Keystone
SVIZZERA
09.09.2019 - 07:080

Pacchi venuti dal web: per consegnarli percorsi 350 milioni di km

E Solo in Svizzera. Chi ne soffrire poi è il clima, un gruppo di esperti si è riunito per provare a limitare una tendenza al rialzo

OLTEN - Anche da noi lo shopping online è estremamente popolare e, per via di prezzi bassi e comodità, gli svizzeri non hanno mai ordinato così tanta merce sul web. Una tendenza che però ha anche i suoi costi ambientali: in primis perché trasportare ogni pacco "costa" chilometri su strada.

Stando agli esperti di Bss Volkswirtschaftliche Beratung e della Università di scienze applicate di Zurigo (ZHAW) si parla di circa 350 milioni di chilometri solo nel 2018 (sui 7 miliardi totali circa del trasporto di merci su strada). E siccome è difficile che la tendenza indietreggi entro il 2023 si ipotizza che si possa aumentare di circa 90 milioni di chilometri a un ritmo di poco meno di 20 milioni di chilometri ogni anno.

Per capire come si possano ridurre i consumi e l'impatto ambientale delle consegne un pannelo di esperti si è riunito a Olten e, giovedì scorso, ha fornito qualche possibile soluzione. Vediamole assieme.

Accorpare gli acquisti in un unica consegna

Per effettuare una consegna a domicilio potrebbe essere necessario accorpare un numero predeterminato di colli di modo da trasportarne un numero maggiore in un viaggio solo. Per il consumatore sarà quindi necessario effettuare più acquisti presso lo stesso fornitore e... avere pazienza: «Scordiamoci il pacco consegnato in un giorno», conferma Wolfram Kägi di Bss.

Il furgone in sosta sul marciapiede

Il secondo consiglio sembra una sciocchezza, ma non lo è: ai furgoni dei corrieri dovrebbe essere consentita la sosta temporanea sul marciapiede. Una cosa che porterebbe un grande risparmio di chilometri, soprattutto in città: «A volte per trovare un posto libero c'è chi guida anche per ore», conferma Kägi.
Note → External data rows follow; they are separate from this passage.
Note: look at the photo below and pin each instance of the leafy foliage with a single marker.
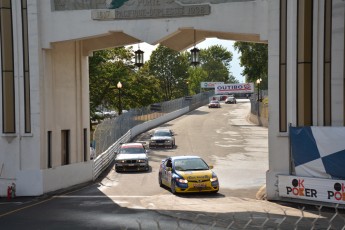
(254, 59)
(215, 60)
(170, 68)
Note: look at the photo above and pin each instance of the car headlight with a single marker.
(141, 161)
(214, 177)
(181, 180)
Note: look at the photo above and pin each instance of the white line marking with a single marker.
(98, 196)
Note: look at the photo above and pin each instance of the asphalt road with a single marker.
(223, 137)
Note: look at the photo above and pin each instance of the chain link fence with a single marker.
(112, 129)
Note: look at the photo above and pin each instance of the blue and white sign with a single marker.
(318, 151)
(309, 188)
(210, 85)
(234, 88)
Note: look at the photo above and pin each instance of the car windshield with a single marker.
(132, 150)
(191, 164)
(162, 134)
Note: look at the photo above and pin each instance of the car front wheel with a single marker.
(173, 187)
(160, 180)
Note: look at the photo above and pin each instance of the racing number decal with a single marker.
(169, 177)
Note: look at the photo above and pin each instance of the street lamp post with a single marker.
(258, 82)
(119, 86)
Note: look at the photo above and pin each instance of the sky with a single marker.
(235, 68)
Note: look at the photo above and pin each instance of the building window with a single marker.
(49, 149)
(85, 145)
(327, 108)
(7, 67)
(65, 147)
(27, 112)
(304, 62)
(282, 67)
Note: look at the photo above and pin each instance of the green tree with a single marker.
(196, 76)
(170, 67)
(106, 69)
(254, 59)
(215, 60)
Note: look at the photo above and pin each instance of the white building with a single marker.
(44, 72)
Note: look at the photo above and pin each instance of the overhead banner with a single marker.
(316, 189)
(318, 151)
(234, 88)
(210, 85)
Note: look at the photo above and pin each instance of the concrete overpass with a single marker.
(45, 86)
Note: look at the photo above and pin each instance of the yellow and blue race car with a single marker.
(184, 174)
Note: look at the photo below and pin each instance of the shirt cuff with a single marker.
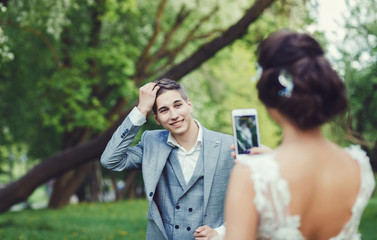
(221, 231)
(136, 117)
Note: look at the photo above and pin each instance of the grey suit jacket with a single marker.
(151, 154)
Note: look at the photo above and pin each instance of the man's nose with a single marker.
(173, 114)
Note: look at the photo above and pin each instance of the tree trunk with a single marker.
(66, 186)
(71, 158)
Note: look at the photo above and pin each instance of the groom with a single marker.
(185, 167)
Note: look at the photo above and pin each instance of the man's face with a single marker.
(173, 112)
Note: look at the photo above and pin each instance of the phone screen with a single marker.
(246, 133)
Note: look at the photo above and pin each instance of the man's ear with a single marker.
(155, 118)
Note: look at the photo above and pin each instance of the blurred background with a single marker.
(70, 72)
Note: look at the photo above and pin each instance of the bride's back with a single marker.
(324, 182)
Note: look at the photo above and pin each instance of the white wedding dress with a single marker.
(272, 199)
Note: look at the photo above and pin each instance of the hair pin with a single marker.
(285, 80)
Contraria Mobilità pedonale svizzera che non ritiene che il trasporto merci debba penalizzare i pedoni: «In fin dei conti», puntualizza Monika Litscher, «è il tipo di trasporto più sostenibile, rispettoso dell'ambiente, più sano e più sociale».

Bucalettere più grandi o consegna intelligente

Se la consegna non va a buon fine al primo tentativo spesso la colpa è della bucalettere che è troppo piccola per contenere il pacco. Un'alternativa potrebbe essere la pianificazione della consegna del collo a casa o in un punto di raccolta (magari via App come già fa la Posta) oppure la possibilità di lasciarlo davanti alla porta dell'abitazione (vero è che il rischio di furto, in questo caso, è cosa tristemente nota).

Trasporto elettrico

Ok più pacchi, ma se li si consegnasse a impatto zero ci sarebbe ancora il problema? In teoria no, quindi ben vengano veicoli elettrici, e-bike (tipo risciò, come quelli che già usa DHL) e pure... i treni. Soprattutto sfruttando appieno il potenziale di questi ultimi potrebbe essere possibile ridurre le emissioni di CO2 anche del 30% entro il 2025.